The exchange, which held a joint meeting with the members, traders and the FMC to agree upon a payment schedule today, revealed its obligation for the first time, claimed that eight members have agreed to pay Rs 2,181 crore by the due date or even earlier, while 13 others have consented to remit five per cent of their dues every week, totalling Rs 3,107 crore.
Negotiations to recover Rs 311 crore from Namdhari Food International, Namdhari Rice and General Mills and Lotus Refineries are still on, said the exchange.
According to a second option discussed at the meeting, the exchange said it could encash the post-dated cheque of Rs 4,900 crore issued by some members against their settlement obligation. It also received confirmation from other members that they would remit Rs 699 crore regularly.
“While post-dated cheques are a commitment, the payout process may not roll out smoothly in a month’s time. Hence, the market participants opted to drop the second option,” it said.
Not enough time
The FMC (Forward Markets Commission) along with other government agencies would work together to ensure a safe and secure settlement of dues, the exchange said.

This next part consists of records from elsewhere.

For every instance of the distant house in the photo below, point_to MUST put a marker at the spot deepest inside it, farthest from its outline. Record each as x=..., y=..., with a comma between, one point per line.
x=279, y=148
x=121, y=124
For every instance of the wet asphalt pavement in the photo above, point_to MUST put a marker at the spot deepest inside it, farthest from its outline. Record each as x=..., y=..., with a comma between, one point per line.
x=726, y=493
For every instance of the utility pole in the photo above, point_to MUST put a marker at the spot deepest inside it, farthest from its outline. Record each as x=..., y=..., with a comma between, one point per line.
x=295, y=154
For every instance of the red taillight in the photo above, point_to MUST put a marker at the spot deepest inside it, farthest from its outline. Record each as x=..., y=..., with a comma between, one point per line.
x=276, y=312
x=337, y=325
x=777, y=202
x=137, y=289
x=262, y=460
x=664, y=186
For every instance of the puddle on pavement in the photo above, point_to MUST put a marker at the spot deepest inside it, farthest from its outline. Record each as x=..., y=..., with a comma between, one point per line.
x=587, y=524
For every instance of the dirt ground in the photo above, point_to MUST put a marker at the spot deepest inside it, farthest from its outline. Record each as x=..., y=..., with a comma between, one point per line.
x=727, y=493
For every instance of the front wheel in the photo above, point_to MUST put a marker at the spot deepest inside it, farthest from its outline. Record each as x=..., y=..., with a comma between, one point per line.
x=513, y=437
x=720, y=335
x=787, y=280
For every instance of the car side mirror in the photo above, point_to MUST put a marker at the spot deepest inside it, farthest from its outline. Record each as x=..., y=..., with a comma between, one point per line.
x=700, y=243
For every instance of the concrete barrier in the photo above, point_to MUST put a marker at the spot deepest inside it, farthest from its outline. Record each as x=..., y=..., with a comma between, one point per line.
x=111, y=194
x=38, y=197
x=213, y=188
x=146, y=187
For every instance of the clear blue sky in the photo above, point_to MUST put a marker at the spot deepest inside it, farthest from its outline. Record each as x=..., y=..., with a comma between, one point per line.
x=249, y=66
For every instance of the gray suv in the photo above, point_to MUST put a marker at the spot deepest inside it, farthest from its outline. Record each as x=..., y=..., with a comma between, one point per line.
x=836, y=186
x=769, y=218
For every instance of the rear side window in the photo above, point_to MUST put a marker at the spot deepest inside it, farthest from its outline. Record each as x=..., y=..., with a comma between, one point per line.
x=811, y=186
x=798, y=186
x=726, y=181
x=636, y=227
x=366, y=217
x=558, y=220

According to sources, the entire process of settlement is expected to be completed within five months. Deena Mehta, Managing Director, Asit C. Mehta Investment Intermediates, said the biggest mistake of the exchange was not providing adequate time for investors to unwind their open positions.
“At least three months should have been given. The stock exchanges gave six months to close investors’ buy position when it banned badla trading in 1992, 1994 and 2001,” she added.
Expressing confidence over meeting payment obligation, Anjani Sinha, Managing Director and Chief Executive Officer, NSEL said a final decision will be taken after consultation with stakeholders as the entire process of settlement would lead to long litigation in case of default by any member.
The exchange suspended trading and merged the settlement cycles of all one day forward contracts on July 31.
The said action was taken due to certain structural changes in the marketplace leading to disruption in trading interest, said NSEL.